Симон взвинтился от собственных злобных речей. Крики и брань доставляли ему удовольствие. Ведь немного погодя он ляжет в постель и уснет. Такая скучища – все время делать одно и то же. С завтрашнего дня он непременно станет другим человеком. Наутро в канцелярии, переполненный мыслями о Кларе и рассеянный, он допустил массу ошибок, так что секретарь, бывший штабс-капитан, посчитал своим долгом укорить его и пригрозить, что, если он не выкажет больше добросовестности, ему впредь не дадут здесь работы.
Глава восемнадцатая
Настала осень. Симон еще часто ходил по жаркому ночному переулку, и сейчас тоже, только время года стало менее приятным. Деревья в лугах роняли листву, и, чтобы знать об этом, незачем ходить и смотреть, как облетают листья. Осень чувствовалась и в переулке. В один из солнечных осенних дней заглянул Клаус, научная работа и намерение привели его на денек в эти края. Братья вместе отправились за город, на возвышенное холмистое поле, привлеченные ярким солнцем, довольно молчаливые, осторожно избегающие чересчур задушевной беседы. Дорога вела через лес, затем вновь по просторным лугам, где Клаус восхищался поздними сочными травами и пятнистыми бурыми коровами, которые там паслись. Симону было приятно, грустновато, но очень приятно вот так, без особых разговоров и шума, бродить с Клаусом по осенней низине, слышать перезвон коровьих колокольцев, временами ронять несколько слов, но больше глядеть вдаль, чем говорить. Потом они поднялись на лесистый холм, не спеша, со всей приятностью, ведь Клаус любовно рассматривал все, каждую веточку и каждую ягодку, а добравшись до вершины, очутились на красивой опушке, где их встретило мягкое и ласковое вечернее солнце и вновь открылся привольный вид, панорама долины внизу, где, белесо поблескивая, между желтыми кронами деревьев и узкими языками леса змеилась река, а средь побуревших виноградников лежала прелестная деревушка с красными крышами – сущая отрада для глаз. Тут они бросились в траву, надолго притихли, не говоря ни слова, глядя на широко раскинувшийся ландшафт и внимая звону колокольцев, и оба сочли, что всегда и во всех ландшафтах слышатся звуки, даже если не слышишь колокольцев, а потом завели между собой один из тех спокойных, скорее прочувствованных, нежели словесных разговоров, которые невозможно записать, у которых нет иной цели, кроме доброжелательства, которые ничего не говорят, но их аромат, и тон, и намерение остаются в памяти навсегда.

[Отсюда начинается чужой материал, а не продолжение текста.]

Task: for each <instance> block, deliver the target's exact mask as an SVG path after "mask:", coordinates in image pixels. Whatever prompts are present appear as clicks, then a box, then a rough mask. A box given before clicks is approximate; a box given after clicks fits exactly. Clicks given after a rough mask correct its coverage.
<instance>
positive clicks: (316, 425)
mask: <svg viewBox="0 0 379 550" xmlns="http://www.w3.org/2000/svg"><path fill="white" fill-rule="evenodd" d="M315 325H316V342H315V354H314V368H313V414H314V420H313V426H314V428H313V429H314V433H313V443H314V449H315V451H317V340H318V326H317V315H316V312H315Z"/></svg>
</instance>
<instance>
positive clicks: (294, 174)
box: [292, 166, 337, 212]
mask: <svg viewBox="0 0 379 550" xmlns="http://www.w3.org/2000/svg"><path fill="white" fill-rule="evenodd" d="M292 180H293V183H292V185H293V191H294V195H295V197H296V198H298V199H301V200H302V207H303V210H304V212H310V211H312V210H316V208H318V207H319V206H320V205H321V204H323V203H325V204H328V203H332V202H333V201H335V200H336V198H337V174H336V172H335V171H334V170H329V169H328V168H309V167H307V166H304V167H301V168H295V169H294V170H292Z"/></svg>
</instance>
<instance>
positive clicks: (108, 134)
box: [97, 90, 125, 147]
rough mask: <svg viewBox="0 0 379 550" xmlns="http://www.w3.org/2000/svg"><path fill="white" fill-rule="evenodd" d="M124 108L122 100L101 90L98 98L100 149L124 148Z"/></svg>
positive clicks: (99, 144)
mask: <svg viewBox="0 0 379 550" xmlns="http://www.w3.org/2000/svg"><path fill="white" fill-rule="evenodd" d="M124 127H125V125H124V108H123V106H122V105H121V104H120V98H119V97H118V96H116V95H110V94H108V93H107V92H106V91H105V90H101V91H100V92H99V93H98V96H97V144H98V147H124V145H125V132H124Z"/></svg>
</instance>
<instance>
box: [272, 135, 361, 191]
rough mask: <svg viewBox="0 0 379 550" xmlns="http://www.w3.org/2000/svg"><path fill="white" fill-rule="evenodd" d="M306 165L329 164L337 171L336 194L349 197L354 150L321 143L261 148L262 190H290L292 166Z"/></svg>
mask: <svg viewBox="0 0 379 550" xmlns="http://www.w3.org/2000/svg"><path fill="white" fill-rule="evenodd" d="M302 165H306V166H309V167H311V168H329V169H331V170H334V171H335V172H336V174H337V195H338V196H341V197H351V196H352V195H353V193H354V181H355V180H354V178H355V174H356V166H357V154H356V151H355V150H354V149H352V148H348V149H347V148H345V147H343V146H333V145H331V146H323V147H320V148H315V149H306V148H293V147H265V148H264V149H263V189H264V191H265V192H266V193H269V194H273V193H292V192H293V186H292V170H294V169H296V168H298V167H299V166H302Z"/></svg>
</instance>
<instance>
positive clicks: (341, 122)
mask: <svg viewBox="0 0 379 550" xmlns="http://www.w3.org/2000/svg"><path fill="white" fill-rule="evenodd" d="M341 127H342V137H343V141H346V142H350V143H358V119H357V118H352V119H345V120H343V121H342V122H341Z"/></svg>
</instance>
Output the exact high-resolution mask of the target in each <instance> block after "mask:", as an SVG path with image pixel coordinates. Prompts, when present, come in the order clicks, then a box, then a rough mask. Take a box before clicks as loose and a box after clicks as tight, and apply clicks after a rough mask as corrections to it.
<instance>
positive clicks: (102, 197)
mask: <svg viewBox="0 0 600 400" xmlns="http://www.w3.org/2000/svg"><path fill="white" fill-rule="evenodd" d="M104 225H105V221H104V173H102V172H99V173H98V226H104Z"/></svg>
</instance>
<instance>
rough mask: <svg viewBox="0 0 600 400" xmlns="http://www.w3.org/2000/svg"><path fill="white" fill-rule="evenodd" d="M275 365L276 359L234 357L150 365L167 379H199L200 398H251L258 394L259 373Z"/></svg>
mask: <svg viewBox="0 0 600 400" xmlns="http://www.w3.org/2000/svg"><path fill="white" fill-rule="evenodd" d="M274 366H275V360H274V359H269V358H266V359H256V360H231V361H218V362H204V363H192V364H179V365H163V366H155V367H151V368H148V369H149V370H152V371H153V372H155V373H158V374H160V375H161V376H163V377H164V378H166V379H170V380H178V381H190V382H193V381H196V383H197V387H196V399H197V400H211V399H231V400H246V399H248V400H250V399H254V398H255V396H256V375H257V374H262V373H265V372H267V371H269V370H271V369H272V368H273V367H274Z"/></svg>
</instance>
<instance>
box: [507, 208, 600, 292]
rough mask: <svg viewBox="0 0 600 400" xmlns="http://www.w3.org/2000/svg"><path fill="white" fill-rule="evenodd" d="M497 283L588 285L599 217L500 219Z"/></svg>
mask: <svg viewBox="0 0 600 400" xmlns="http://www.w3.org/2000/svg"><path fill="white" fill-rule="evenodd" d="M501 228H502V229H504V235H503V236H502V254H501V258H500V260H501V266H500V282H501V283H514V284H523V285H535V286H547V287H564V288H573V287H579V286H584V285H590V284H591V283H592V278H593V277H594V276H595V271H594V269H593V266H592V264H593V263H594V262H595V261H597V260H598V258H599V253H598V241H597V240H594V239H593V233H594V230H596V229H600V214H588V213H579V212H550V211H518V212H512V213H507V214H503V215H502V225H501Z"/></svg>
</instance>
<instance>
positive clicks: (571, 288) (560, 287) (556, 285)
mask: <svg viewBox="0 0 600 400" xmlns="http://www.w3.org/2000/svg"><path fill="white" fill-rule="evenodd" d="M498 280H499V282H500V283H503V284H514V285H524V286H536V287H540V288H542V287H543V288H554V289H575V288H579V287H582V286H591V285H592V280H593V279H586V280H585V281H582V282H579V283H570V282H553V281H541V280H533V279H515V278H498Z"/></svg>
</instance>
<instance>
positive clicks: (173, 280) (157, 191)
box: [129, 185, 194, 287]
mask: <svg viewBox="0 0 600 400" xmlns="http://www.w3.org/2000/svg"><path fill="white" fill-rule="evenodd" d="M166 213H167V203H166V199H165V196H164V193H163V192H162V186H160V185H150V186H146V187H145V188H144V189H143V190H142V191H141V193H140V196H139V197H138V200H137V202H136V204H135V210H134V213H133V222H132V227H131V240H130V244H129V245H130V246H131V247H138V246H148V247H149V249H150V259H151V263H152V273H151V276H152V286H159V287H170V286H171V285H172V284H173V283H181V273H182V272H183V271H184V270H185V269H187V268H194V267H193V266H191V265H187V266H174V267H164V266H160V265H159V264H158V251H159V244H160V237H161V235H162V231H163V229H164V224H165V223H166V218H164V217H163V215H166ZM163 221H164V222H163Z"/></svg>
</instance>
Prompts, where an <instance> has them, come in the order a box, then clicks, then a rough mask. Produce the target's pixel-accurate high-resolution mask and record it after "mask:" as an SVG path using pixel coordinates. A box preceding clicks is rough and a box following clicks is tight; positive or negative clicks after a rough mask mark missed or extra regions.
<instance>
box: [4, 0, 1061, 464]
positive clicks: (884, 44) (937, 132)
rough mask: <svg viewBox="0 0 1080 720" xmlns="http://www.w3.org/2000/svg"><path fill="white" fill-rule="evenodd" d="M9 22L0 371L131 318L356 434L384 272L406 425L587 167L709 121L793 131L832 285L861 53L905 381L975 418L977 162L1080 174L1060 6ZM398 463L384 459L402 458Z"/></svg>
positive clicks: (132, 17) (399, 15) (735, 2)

– Конечно, – сказал Клаус, – коль скоро я вправе думать, что с тобою все может уладиться, то вправе опять воспрянуть духом. Мысль, что ты станешь полезным, целеустремленным человеком, всегда отзывалась в моем сердце особенно приятным напевом. Ты ведь не меньше, чем любой другой, рассчитываешь на уважение окружающих, более того, у тебя есть к этому все задатки, только ты, не в пример другим, слишком уж взыскателен и слишком пылок. Ты не должен желать слишком многого и предъявлять к себе слишком уж высокие требования. Это вредит, портит характер и в конце концов приводит к равнодушию, поверь. Конечно, далеко не все на свете таково, как тебе хочется, однако ж причин для злости здесь нет. Ведь существуют иные суждения и склонности, а чересчур благие намерения отравляют сердце человека, но не окрыляют его, вот что скверно. Как мне кажется, ты слишком скоропалителен. Тебе доставляет удовольствие мчаться к цели во весь дух. Но какой в этом прок? Позволь каждому дню просто существовать в его спокойной, естественной цельности и побольше гордись тем, что сделал свою жизнь удобной, как, собственно, и подобает в конечном счете каждому человеку. Перед людьми мы обязаны вести свою жизнь легко, порядочно и с известным достоинством; ведь живем мы средь обилия тихих, задумчивых культурных забот, которые не имеют ничего общего со злобным, жарким пыхтением драчунов. Должен тебе сказать, есть в тебе какая-то необузданность, причем она в мгновение ока сменяется нежностью, которая опять же требует взамен чересчур много нежности и оттого неспособна существовать. Многое, что должно бы тебя обижать, нисколько тебя не обижает, зато обижают совершенно естественные, житейские вещи. Попробуй стать человеком среди людей, тогда все у тебя наладится, я уверен; ты без устали выполняешь всевозможные требования, и, если завоюешь любовь окружающих, тебе непременно захочется показать им, что ты в самом деле ее заслужил. Теперь же ты просто гибнешь, тонешь в стремлениях, не вполне достойных гражданина, человека, а прежде всего мужчины. Как много всего, думал я, ты мог бы сделать и предпринять, чтобы укрепить свое положение, но в конце концов я должен предоставить тебе самому работать над устройством твоей жизни, потому что советы редко чего-то стоят.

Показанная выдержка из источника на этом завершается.